3 de enero de 2007

Ejecución de Saddam Hussein

Leí con interés los comentarios acerca de la muerte de Saddam Hussein en El último Alázar y en PCI. Me permito entonces dos observaciones al respecto:

Primero, no me parece que el documento emitido por la Santa Sede tenga un error tan importante cuando sostiene que “La posición de la Iglesia católica —contraria a la pena de muerte— se ha reafirmado diversas veces” ya que la pena de muerte como la concibe nuestra tradición cristiana difiere de un modo marcado con el concepto actual de la misma. No tengo claro si esto es realmente así o si solo es una idea peregrina mía, pero no deja de ser una alternativa para pensar.

Segundo, no me parece que la observación de Ludovico ben Cidehamete de en el blanco cuando habla de que la ejecución de Saddam Hussein se haya vuelto contra los ejecutores como una pesada carga política. Me permito ser escéptico al respecto me parece una ecuación demasiado fácil y que si bien es probable que haya muchos que quieran hacer de SH un martir (un Che musulmán ¿Por qué no?) eso no quiere decir que el mundo musulmán tenga un nuevo santo o bandera en el difunto.
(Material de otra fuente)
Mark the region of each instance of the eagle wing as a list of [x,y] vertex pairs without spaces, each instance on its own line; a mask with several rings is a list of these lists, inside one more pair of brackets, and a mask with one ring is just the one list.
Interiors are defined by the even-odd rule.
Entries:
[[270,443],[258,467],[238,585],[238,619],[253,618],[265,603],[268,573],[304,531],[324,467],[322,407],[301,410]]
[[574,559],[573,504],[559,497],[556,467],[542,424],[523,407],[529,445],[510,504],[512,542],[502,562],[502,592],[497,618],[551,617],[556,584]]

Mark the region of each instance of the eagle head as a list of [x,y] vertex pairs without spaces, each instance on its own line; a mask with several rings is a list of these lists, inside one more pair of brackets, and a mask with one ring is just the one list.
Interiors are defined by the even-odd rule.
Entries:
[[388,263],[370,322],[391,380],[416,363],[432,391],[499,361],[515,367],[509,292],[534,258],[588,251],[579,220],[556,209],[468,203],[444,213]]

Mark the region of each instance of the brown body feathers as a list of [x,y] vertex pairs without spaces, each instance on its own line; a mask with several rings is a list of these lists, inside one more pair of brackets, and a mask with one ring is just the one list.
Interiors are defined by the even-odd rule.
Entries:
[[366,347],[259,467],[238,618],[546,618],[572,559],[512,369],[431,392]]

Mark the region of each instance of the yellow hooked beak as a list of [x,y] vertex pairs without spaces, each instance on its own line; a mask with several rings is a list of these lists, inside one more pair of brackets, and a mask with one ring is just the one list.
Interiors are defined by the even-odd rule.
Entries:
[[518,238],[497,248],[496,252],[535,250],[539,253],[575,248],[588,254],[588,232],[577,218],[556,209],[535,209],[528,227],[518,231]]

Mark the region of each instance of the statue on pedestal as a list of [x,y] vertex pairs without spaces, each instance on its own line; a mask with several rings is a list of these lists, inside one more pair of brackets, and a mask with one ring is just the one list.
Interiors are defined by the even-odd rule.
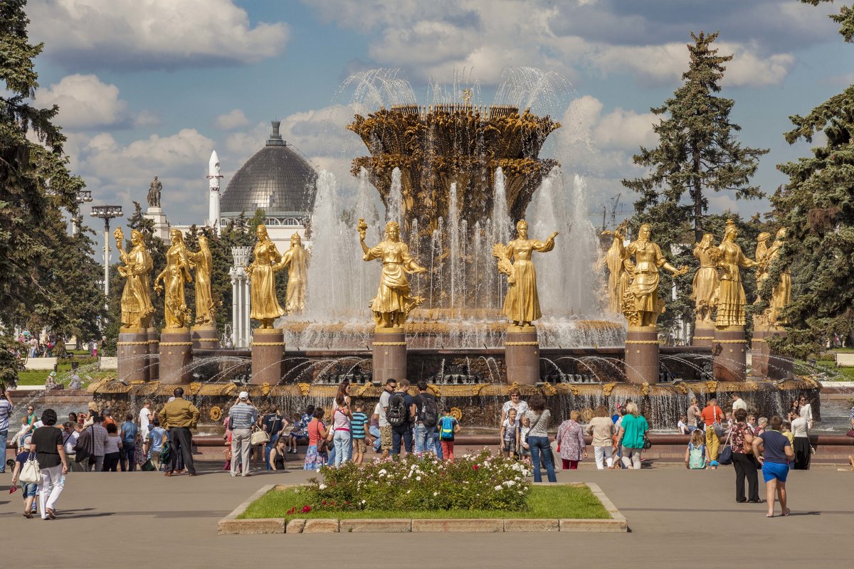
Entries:
[[276,244],[267,235],[266,227],[259,225],[255,229],[258,242],[253,250],[254,258],[246,268],[249,277],[249,317],[259,320],[262,328],[272,328],[272,322],[284,314],[284,310],[276,298],[276,271],[281,270],[278,263],[282,255]]
[[158,294],[164,292],[164,287],[166,290],[166,328],[184,328],[190,319],[184,295],[184,283],[193,280],[190,274],[190,252],[180,231],[172,229],[169,236],[172,245],[166,252],[166,268],[155,279],[155,290]]
[[160,195],[163,191],[163,184],[155,176],[155,179],[149,185],[149,207],[160,207]]
[[155,312],[151,305],[151,293],[149,276],[154,268],[151,255],[145,248],[143,234],[136,229],[131,231],[131,250],[126,252],[122,242],[125,234],[121,228],[113,232],[115,247],[124,266],[119,267],[119,274],[125,278],[125,289],[121,293],[121,323],[124,329],[147,329],[151,325],[151,316]]
[[506,245],[494,245],[492,254],[498,258],[498,271],[507,276],[509,286],[504,298],[504,314],[513,325],[526,328],[542,316],[536,291],[536,270],[531,255],[535,251],[548,253],[553,249],[558,232],[553,233],[545,241],[528,239],[528,222],[524,219],[516,224],[516,232],[518,238]]
[[290,236],[290,248],[282,255],[282,262],[277,270],[288,270],[288,290],[285,294],[284,308],[289,314],[302,312],[306,310],[306,287],[308,282],[307,268],[308,252],[302,247],[300,234],[294,232]]
[[211,296],[214,258],[205,235],[199,235],[199,250],[190,253],[190,266],[196,270],[196,325],[214,326],[214,299]]
[[424,302],[420,296],[411,296],[407,274],[424,273],[427,270],[418,265],[409,254],[409,247],[401,241],[401,226],[390,221],[385,224],[385,241],[376,247],[365,244],[367,231],[365,219],[359,220],[359,244],[365,254],[362,259],[383,261],[377,296],[369,305],[377,329],[402,328],[413,308]]
[[658,269],[678,276],[688,271],[687,265],[677,269],[667,262],[661,247],[650,241],[649,224],[640,226],[637,240],[629,244],[623,256],[635,257],[631,284],[623,297],[623,314],[629,326],[655,326],[664,311],[664,301],[658,298]]
[[727,220],[723,241],[717,246],[721,257],[717,261],[720,270],[720,292],[717,295],[717,315],[715,327],[726,328],[745,325],[745,289],[741,285],[740,268],[755,267],[757,263],[747,258],[741,247],[735,242],[738,229],[732,219]]
[[717,269],[720,250],[714,245],[714,235],[706,233],[693,250],[693,256],[699,261],[699,269],[694,274],[691,299],[694,301],[697,322],[711,323],[711,312],[717,304]]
En fin, termino de escribir esto y me doy cuenta de que estamos demasiado lejos de todo esto como para emitir un juicio y de que además no conozco nada del tema.

PS: foto de dyobmit

5 comentarios:

  1. XavMP: Interesantes tus comentarios.
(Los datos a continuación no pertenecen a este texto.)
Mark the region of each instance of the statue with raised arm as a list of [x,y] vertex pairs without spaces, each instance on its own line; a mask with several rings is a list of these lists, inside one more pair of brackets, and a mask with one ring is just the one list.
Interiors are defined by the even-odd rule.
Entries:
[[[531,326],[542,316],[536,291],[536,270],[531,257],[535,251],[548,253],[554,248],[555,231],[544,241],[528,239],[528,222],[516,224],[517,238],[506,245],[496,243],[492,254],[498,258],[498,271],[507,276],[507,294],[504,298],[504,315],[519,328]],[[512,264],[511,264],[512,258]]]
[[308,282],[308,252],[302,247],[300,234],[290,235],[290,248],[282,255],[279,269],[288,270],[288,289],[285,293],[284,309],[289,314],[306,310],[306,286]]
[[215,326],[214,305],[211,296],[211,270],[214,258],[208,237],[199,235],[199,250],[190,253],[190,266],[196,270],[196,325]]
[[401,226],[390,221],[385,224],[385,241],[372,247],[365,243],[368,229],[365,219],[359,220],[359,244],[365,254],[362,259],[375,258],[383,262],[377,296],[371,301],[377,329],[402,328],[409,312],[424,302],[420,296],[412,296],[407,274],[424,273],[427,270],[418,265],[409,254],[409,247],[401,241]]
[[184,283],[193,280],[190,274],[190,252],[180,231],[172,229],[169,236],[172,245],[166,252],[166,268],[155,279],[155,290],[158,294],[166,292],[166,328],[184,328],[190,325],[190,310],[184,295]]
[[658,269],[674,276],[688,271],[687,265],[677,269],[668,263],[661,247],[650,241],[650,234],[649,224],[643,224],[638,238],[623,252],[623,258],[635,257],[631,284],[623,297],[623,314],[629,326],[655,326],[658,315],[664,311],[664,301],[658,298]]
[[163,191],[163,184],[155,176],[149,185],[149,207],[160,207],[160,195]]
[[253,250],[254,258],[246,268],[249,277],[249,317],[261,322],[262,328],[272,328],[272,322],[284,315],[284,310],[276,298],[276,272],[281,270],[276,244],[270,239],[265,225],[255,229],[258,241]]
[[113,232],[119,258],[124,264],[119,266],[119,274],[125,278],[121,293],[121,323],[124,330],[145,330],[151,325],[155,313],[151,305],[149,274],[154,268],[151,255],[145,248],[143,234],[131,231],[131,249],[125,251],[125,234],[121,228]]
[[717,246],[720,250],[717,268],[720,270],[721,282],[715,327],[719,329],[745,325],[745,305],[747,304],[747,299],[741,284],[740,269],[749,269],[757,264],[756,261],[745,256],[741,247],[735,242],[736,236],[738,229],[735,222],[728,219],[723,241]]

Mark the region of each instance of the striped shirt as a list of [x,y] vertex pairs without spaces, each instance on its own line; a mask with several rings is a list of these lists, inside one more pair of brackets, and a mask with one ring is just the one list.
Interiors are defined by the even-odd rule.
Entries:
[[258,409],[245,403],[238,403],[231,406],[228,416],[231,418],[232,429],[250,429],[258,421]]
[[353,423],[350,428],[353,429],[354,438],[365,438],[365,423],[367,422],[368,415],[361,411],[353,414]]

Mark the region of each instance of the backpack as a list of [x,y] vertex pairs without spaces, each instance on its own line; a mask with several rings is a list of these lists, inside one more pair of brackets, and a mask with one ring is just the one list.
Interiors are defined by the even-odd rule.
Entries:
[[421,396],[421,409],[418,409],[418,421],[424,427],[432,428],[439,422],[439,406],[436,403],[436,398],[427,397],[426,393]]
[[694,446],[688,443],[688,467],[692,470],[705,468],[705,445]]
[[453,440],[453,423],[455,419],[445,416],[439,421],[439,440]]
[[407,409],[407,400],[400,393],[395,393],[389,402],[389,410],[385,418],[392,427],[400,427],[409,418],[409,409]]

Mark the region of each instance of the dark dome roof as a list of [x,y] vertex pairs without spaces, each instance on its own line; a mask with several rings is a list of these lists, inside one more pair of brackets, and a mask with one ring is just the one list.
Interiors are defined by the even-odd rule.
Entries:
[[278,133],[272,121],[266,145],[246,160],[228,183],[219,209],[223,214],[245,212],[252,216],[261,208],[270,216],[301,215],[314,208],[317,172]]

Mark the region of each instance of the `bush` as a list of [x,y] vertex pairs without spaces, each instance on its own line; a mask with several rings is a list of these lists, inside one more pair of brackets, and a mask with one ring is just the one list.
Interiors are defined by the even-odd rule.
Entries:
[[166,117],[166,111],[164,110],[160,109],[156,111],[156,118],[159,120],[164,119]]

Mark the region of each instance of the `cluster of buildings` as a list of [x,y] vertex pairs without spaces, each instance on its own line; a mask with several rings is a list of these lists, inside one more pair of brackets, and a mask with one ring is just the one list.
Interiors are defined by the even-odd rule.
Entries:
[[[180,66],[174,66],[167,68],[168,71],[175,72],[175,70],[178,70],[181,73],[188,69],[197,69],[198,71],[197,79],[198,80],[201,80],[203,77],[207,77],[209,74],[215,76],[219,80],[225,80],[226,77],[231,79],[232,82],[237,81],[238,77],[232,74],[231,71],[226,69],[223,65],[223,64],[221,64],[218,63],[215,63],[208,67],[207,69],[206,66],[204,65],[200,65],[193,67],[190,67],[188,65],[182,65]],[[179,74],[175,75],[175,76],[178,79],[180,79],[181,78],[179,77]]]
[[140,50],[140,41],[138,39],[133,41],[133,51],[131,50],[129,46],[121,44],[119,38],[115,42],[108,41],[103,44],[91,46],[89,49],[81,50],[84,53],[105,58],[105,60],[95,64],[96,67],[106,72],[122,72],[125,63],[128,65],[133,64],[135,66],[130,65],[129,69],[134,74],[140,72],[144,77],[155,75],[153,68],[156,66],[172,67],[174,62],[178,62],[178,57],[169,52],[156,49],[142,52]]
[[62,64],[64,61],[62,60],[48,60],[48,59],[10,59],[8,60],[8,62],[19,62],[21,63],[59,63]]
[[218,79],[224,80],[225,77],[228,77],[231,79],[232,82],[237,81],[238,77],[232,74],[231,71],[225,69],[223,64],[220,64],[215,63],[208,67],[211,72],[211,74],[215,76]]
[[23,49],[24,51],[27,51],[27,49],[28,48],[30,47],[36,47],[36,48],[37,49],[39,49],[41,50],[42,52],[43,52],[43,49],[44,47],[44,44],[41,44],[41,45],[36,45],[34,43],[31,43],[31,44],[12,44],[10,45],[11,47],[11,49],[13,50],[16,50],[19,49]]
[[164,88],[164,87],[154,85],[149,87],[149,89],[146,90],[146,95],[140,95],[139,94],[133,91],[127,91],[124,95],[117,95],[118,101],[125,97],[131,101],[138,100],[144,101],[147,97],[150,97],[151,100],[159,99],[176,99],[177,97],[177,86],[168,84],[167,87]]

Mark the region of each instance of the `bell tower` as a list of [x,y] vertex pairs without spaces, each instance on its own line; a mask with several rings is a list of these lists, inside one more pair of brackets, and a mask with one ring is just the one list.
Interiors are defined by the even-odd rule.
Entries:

    No llego a captar bien el porqué la pena de muerte actual sería distinta a la pena de muerte que la Iglesia acepta (cf. Catecismo, más allá de las declaraciones o discursos de X ó Y). Para mí lo que es distinto es el contexto actual donde la democracia no garantiza bajo ningún concepto la aplicación correcta de la justicia, más bien al contrario (ya los Padres de la Iglesia temían mucho por la "justicia de los pueblos").

    Respecto al segundo punto, por lo que he leído el problema de la intervención estadounidense en Irak y esta ejecución pasa porque un país que vivía relativamente unido ha quedado transformado en una nueva Yugoslavia (suníes, chiítas, kurdos, cristianos, etc.) y ya sabemos lo que sucede en estos casos (Somalía, Ruanda, etc.). Las guerras civiles, y más cuando están rodeadas de un halo religioso-étnico, son terribles. Esto es lo que se ha logrado y, tal cual el caso yugoslavo, los EE.UU. no tolerarán una guerra en un contexto tal por mucho tiempo. Así las cosas, EE.UU. tiene mucho que perder y ya no se vislumbra qué puede ganar con esta intervención.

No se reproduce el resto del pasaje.